File encoding in diff view (BB-10792)

Issue #9686 open
Alpha Nieves
created an issue

When I see a commit that changes ISO-8859-1 to UTF-8 to fix accent, in the diff view the result is inversed, for example:

-Categoría:</td><td align="right">
+CategorĂ­a:</td><td align="right">

But in the source code in RAW mode, the code is:

Categoría:</td><td align="right">

I made some refactor in my company project to fix this and transform with iconv all files in ISO-8859-1 to UTf-8, and every commit that I see in diff view the result is inversed (only in diff view, in code it's perfect!)

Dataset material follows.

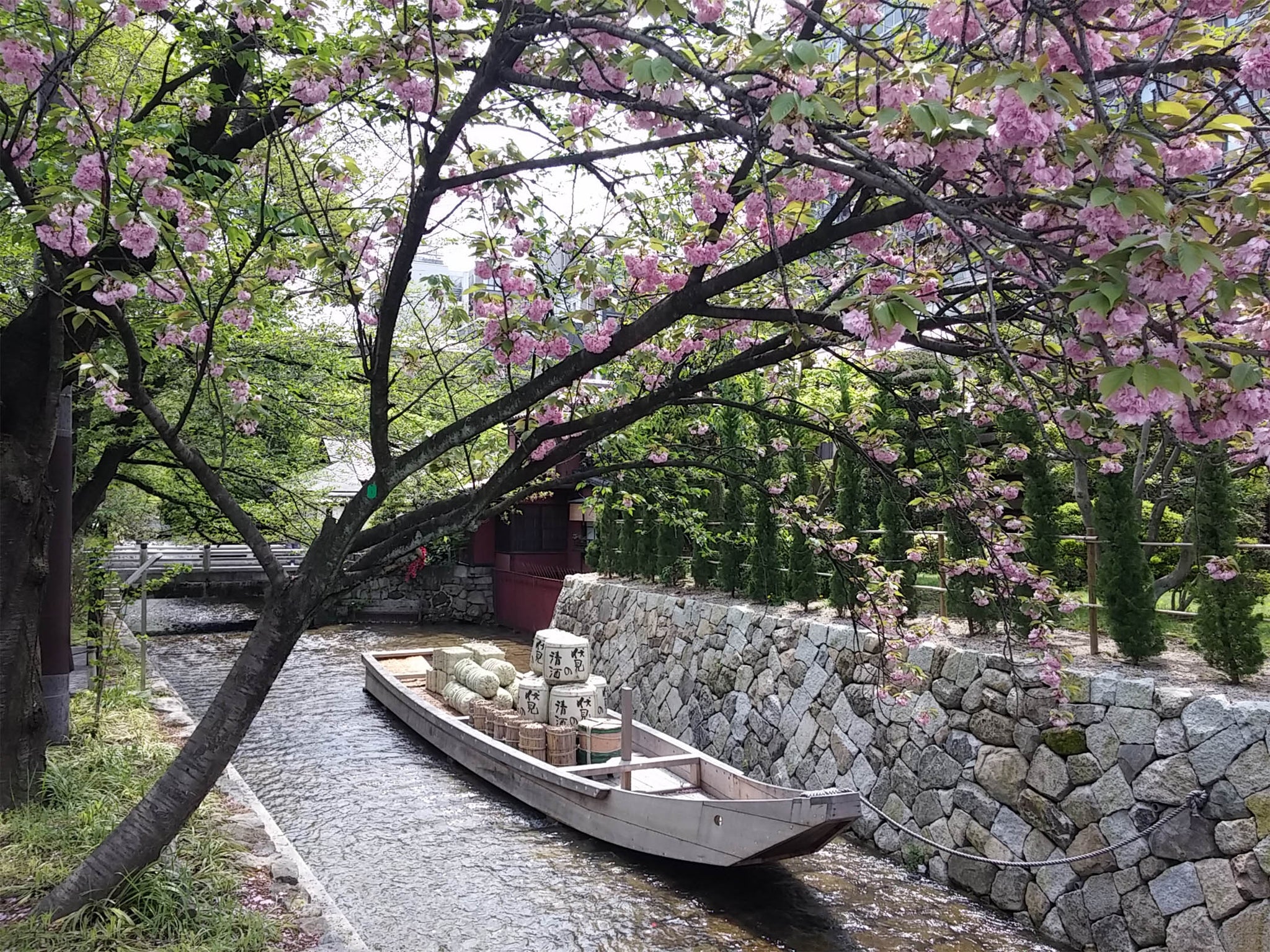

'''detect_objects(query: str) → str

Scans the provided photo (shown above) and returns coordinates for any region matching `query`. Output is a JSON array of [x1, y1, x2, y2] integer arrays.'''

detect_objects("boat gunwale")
[[362, 649, 613, 800], [362, 647, 859, 815]]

I can show the link to commit to Bitbucket's support team if needed.

Comments (41)

  1. Luciano Silveira

    I'm writing a text in TeX, in portuguese; and I found problem with character encoding. This text:

    %%%%%%%%%%%%%% Material e métodos
    \cleardoublepage
    \chap Material e métodos
    

    becomes

    %%%%%%%%%%%%%% Material e mйtodos
    \cleardoublepage
    \chap Material e mйtodos
    

    Is there a solution?

  2. Alpha Nieves reporter

    The problem is too simple, only need to update the encoding of the view to show the file content right, is not admissible that this ticket still open since 2014-06-10, our teams has migrated all repos to GitLab just for this issue.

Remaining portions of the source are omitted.